UNITED STATES DISTRICT COURT WESTERN DISTRICT OF LOUISIANA ALEXANDRIA DIVISION
Apr 15, 2020
CASE NO. 1:18-CV-00712 (W.D. La. Apr. 15, 2020)

Opinion

CASE NO. 1:18-CV-00712

04-15-2020

HARRY BRAXTON v. TAKATA CORP ET AL


MAGISTRATE JUDGE PEREZ-MONTES

RULING

Before the court is defendant General Motors, LLC's motion for summary judgment (Doc. 69) wherein it seeks dismissal of all claims against it. The motion is unopposed. For the reasons expressed herein, Defendant's motion will be GRANTED.

I. BACKGROUND

Plaintiff Harry Braxton ("Braxton") filed suit against Takata Corporation, TK Holdings, Inc., Highland Industries, Inc., and General Motors Company seeking damages for personal injuries he sustained as a result of an motor vehicle accident that occurred on May 28, 2017. Braxton alleges he was driving his 2000 Chevrolet 1500 pickup truck southbound on Interstate-49 when he hit water on the road causing the vehicle to veer off the roadway, hit a guardrail and spin clockwise. Braxton alleges that despite the collision, his airbags did not properly deploy causing him to suffer severe and substantial injuries.

Braxton filed the instant suit against the defendants on May 29, 2018. On February 22, 2019, the court granted Braxton's voluntary motion to dismiss Takata Corporation. (Doc. 43) and on May 10, 2019, the court granted his voluntary motion for dismissal of Takata Corporation, TK Holdings, and Highland Industries, Inc. (Doc. 60).

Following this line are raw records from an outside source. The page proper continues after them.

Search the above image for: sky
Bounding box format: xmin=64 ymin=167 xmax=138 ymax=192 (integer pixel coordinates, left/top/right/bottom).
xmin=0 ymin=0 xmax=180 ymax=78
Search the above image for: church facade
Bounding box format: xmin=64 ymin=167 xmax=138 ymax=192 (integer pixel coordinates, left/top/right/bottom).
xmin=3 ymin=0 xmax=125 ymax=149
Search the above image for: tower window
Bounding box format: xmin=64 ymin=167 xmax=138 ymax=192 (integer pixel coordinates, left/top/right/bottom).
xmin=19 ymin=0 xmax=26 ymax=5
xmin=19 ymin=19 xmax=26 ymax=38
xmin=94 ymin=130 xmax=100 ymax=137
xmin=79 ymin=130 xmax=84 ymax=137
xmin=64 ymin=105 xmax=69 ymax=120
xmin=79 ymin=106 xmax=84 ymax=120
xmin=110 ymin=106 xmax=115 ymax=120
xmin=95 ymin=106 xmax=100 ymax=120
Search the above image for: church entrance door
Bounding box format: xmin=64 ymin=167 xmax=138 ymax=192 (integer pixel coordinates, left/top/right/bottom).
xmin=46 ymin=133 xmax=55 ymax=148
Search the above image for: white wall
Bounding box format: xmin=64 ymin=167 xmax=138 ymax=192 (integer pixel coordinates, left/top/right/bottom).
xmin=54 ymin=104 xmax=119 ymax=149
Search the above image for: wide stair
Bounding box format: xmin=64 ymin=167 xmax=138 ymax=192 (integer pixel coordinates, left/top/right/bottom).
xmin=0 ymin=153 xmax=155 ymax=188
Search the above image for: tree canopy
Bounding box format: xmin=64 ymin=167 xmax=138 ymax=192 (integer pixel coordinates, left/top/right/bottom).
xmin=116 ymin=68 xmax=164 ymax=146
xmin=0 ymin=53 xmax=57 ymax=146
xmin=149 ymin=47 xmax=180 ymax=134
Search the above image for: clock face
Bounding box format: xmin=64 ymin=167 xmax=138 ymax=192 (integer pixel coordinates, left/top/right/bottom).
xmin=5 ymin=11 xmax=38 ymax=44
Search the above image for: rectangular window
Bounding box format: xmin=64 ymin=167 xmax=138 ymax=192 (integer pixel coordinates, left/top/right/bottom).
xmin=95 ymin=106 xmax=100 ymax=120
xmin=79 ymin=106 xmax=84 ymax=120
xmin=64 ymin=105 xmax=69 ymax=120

Accordingly, the only defendant remaining in the matter is General Motors Company ("GM") who now seeks dismissal arguing plaintiff cannot establish his burden of proof under the Louisiana Products Liability Act ("LPLA").

II. LAW AND ANALYSIS

A. Summary Judgment

Fed. R. Civ. P. 56 provides that any party may move for summary judgment as to one or more claims or defenses. "Rule 56 mandates the entry of summary judgment, after adequate time for discovery and upon motion, against a party who fails to make a showing sufficient to establish the existence of an element essential to that party's case, and on which that party will bear the burden of proof at trial." Celotex Corp. v. Catrett, 477 U.S. 317, 323 (1986).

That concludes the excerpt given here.